This repository offers a comprehensive toolkit for building and evaluating RAG pipelines specifically designed for question answering on documents. Leveraging Vertex AI Search and Gemini Pro, it streamlines document ingestion, enhances search accuracy, and enables robust evaluation of retrieval and answer quality. Explore the provided code and detailed [Medium article] to learn how to create and evaluate RAG pipelines that deliver accurate and reliable responses to your inquiries.
Follow these steps to set up the RAG Automation project environment on your local machine.
First, ensure that you have git installed on your machine and then clone the repository using:
git clone <repository-url>
cd <repository-directory>
Replace <repository-url>
and <repository-directory>
with the actual URL and directory name of your repository.

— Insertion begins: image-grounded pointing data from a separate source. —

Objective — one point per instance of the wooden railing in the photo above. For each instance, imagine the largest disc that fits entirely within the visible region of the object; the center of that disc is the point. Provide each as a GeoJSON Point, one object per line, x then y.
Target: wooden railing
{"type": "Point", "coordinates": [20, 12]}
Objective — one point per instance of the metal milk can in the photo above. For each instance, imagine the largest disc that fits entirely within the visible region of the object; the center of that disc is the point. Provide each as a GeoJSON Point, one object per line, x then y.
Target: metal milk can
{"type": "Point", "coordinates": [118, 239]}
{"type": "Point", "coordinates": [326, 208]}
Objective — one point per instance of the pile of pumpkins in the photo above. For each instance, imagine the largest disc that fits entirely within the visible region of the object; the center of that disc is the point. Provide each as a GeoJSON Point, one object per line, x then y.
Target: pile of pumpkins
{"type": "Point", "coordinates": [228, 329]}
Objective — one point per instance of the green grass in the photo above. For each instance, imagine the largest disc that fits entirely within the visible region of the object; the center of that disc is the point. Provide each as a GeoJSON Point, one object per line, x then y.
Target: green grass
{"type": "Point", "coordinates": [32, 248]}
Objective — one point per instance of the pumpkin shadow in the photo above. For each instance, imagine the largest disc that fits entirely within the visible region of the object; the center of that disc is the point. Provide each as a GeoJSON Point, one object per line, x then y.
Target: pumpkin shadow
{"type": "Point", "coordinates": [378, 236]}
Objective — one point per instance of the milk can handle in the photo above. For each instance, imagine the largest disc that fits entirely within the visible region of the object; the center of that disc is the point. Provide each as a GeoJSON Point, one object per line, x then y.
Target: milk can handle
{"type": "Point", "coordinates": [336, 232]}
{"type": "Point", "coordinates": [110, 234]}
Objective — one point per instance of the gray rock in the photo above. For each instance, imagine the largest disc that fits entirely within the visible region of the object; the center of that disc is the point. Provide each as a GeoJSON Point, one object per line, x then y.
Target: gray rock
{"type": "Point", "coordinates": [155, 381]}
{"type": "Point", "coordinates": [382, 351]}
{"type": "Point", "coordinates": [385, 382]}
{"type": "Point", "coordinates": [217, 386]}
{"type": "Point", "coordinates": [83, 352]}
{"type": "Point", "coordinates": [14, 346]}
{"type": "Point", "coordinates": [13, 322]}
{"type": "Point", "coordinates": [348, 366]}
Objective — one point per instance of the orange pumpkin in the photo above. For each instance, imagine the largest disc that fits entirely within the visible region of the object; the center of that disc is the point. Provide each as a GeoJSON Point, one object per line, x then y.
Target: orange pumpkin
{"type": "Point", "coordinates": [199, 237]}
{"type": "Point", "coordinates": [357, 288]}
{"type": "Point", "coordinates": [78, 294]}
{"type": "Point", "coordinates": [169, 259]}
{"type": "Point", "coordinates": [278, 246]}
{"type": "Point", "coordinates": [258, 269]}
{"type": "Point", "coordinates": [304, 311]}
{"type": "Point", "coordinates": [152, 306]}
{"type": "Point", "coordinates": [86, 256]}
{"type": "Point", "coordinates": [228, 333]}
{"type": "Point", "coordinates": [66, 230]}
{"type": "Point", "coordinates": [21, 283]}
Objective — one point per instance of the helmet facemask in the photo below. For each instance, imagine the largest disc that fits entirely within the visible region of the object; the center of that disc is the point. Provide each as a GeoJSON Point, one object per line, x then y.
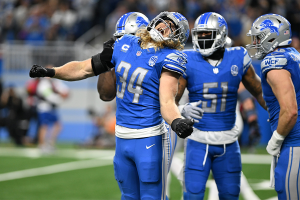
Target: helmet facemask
{"type": "Point", "coordinates": [168, 26]}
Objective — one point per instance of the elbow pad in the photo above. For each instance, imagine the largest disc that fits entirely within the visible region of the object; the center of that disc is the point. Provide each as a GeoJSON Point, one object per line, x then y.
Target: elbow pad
{"type": "Point", "coordinates": [97, 65]}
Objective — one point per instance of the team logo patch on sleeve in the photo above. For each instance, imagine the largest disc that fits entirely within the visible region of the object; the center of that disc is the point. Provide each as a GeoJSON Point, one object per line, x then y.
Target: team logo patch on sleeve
{"type": "Point", "coordinates": [138, 53]}
{"type": "Point", "coordinates": [234, 70]}
{"type": "Point", "coordinates": [273, 63]}
{"type": "Point", "coordinates": [125, 48]}
{"type": "Point", "coordinates": [152, 61]}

Create and activate a virtual environment to manage the project's dependencies:
python3 -m venv .vais-rag-patterns
source .vais-rag-patterns/bin/activate
Upgrade pip to the latest version and install required packages from requirements.txt
:
python3 -m pip install --upgrade pip
pip install -r requirements.txt
Append the project directory to your PYTHONPATH environment variable:
export PYTHONPATH=$PYTHONPATH:.
Make sure to have your credentials
and config.yml
files set up in the project directory as these files are essential for the correct functioning of the project.